Glance + SSL - Image download errors
Affects | Status | Importance | Assigned to | Milestone | |
---|---|---|---|---|---|
| Glance |
Undecided
|
Unassigned |
Bug Description
Hello,
I have a latest stable havana (2013.2.3) openstack setup and I am noticing issues occasionally when downloading new backing files for vm's to compute nodes. I will occasionally end up with vm's that are stuck spawning, upon investigation I can see the backing file under /var/nova/
I have managed to create some scripts that will replicate the issue multiple ways. The image files that I have been testing with are 8.8gb, 8.6gb and a large 60gb image (however another larger 8gb image would also duplicate the issue).
The first script: https:/
Will take the image files that you give it and will deploy a vm per image file to the compute node that you have specified. With SSL enabled typically only 1 VM will ever boot successfully. Errors here will range from failed (md5sum mismatches) image downloads to backing files that are only partially downloaded. To narrow down the issue I switched over to using the glance client to do image downloads.

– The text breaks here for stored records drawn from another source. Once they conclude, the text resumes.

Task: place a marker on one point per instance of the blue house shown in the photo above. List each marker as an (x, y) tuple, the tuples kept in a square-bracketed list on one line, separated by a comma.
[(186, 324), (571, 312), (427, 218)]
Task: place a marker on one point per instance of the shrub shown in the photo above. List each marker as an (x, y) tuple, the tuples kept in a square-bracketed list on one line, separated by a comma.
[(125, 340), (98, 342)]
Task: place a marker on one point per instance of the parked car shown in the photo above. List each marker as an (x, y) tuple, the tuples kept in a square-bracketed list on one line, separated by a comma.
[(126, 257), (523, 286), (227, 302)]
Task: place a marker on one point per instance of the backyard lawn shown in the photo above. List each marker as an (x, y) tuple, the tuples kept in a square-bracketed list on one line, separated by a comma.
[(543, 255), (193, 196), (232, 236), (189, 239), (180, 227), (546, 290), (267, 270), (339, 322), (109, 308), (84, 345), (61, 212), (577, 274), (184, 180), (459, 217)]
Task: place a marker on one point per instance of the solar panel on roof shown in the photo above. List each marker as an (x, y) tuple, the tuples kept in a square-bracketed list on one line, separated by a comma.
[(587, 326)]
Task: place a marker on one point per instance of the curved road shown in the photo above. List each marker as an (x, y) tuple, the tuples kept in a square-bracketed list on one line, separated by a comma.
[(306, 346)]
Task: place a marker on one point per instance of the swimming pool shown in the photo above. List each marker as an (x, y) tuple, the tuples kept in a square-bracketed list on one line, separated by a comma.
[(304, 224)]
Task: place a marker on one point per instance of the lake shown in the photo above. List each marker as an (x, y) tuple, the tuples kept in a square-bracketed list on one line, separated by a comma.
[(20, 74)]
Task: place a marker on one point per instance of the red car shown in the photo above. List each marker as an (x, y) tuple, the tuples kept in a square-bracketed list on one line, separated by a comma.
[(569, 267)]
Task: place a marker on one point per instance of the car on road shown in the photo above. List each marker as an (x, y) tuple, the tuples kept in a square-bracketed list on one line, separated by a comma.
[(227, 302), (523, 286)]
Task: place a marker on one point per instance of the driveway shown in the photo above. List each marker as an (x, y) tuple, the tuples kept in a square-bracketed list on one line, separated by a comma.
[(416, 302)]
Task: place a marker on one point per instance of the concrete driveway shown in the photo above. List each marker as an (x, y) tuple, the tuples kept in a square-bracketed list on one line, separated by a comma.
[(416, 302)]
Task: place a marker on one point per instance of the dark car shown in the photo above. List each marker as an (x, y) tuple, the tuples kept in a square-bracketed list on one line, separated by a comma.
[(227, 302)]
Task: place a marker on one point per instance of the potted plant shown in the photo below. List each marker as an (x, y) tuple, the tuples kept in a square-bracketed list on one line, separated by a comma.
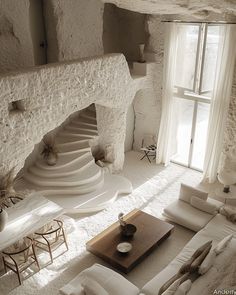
[(7, 191), (49, 152)]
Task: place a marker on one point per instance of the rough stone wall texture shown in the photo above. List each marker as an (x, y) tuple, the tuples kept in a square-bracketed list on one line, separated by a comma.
[(200, 8), (229, 150), (51, 93), (74, 28), (16, 48), (123, 31)]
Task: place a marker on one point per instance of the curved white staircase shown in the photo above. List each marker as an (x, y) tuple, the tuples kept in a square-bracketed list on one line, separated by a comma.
[(76, 183)]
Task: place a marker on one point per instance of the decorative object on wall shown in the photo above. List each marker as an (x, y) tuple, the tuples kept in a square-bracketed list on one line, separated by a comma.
[(3, 219), (141, 50), (8, 195), (50, 152), (227, 177)]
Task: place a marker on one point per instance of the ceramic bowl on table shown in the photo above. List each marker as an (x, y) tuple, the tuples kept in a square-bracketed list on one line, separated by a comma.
[(124, 247)]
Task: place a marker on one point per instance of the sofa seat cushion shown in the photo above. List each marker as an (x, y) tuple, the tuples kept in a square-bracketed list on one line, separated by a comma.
[(221, 276), (219, 227), (186, 192), (184, 214), (109, 280)]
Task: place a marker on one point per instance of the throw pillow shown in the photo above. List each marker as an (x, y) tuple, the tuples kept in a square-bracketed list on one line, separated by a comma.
[(187, 265), (184, 288), (207, 262), (229, 213), (198, 261), (222, 244), (186, 192), (203, 205), (92, 287), (174, 286), (72, 290)]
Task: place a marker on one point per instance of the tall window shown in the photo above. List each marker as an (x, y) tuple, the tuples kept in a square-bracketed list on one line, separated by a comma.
[(195, 67)]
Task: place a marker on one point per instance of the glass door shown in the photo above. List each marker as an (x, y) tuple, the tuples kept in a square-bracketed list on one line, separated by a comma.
[(196, 62), (190, 133)]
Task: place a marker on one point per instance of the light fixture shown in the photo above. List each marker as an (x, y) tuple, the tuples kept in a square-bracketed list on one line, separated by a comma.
[(227, 177)]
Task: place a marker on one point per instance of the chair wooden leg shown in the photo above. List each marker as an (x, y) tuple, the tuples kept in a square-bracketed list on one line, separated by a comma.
[(18, 275), (35, 257), (50, 252), (5, 267), (64, 236)]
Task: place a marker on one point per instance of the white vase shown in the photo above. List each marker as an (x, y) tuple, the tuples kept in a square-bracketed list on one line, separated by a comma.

The second script: https:/
Will take the images specified on the command line and run the glance image-download command in a parallel bash subshell. This script removes nova from the mix. However, errors seen here are the same as what I have seen with the first script.
The thrid script: https:/
Uses: https:/
With all the scripts, and after a lot of testing I have found that this issue is 100% re-producible when trying to download 3 images at the same time. But I have also noticed in production that this issue happens when only downloading a single image on a compute node.
Kris Lindgren (klindgren) wrote : | #1 |
Kris Lindgren (klindgren) wrote : | #2 |
I offloaded SSL on to haproxy for glance-api and disabled ssl in the glance-api.conf. After doing this I was able to successfully download glance images using the stock glance client without any issue. So the problem appears to be in the glance server side of things. I have attached the output of a pip freeze to make it easy to see what python module versions are at. As I mentioned above I updated to the latest versions of: eventlet, greenlet, pyOpenssl, cryptography and this issue still persisted.
Mark Washenberger (markwash) wrote : | #3 |
Hi Kris,
Thanks for this report. I've been trying to reproduce this issue on devstack (it takes a little work but if you modify the glance endpoints in the keystone endpoints table, create a key and cert, and reconfigure glance to use them (cert_file and key_file)).
I'm not able to reproduce the problem using latest master, but I've only tested with 1 GB images.
Can you try again with the latest code, and possibly try to reproduce the problem on devstack?
Changed in glance: | |
status: | New → Incomplete |
Kris Lindgren (klindgren) wrote : | #4 |
Mark,
I haven't had time to work on this anymore. Since we moved to ssl termination at another layer everything is working fine. We upgraded to icehouse and with ssl termination in haproxy its still working without any issues. Saddly - I wont have anytime in the foreseeable future to revert the changes in any of my environments to test if the issue still exists. The only suggestion I would have is to use a larger image size. The issue was extremely reproducible with 3 concurrent transfers and a number of workers configured (in our case 40).
Barrow Kwan (barrowkwan) wrote : | #5 |
I am having same problem on Juno. When I turned on SSL and download image with size 80G, it stopped at around 64G. I tried other image with size less than 5G and they are ok. As soon as I turn off SSL, I can download that 80G image fine.
I should add some more detail about our setup. SSL is not being offloaded in any environment and is being handled via the glance-api and glance-registry services. We increased the number of workers to 40, to better handle multiple downloads/SSL overhead. In production we are using F5’s or A10’s for load balancing in our dev/test/stage environments we are using haproxy. The issue exists in all environments. Also, in testing it did not matter the number of glance-api servers we had in rotation. To simplify troubleshooting, I had disabled glance-api on all but one server. So most of the testing was done from a single compute node using multiple clients to a single glance-api instance (with 40 workers). To add some additional detail I am running on Centos 6.5, and I have already tried upgrading eventlet, greenlet, pyOpenSSL, pycryptography to their latest versions on both the client and the server and it did not help.
If we turn off ssl in glance-api and the client, then the 3 simultaneous downloads work without issue.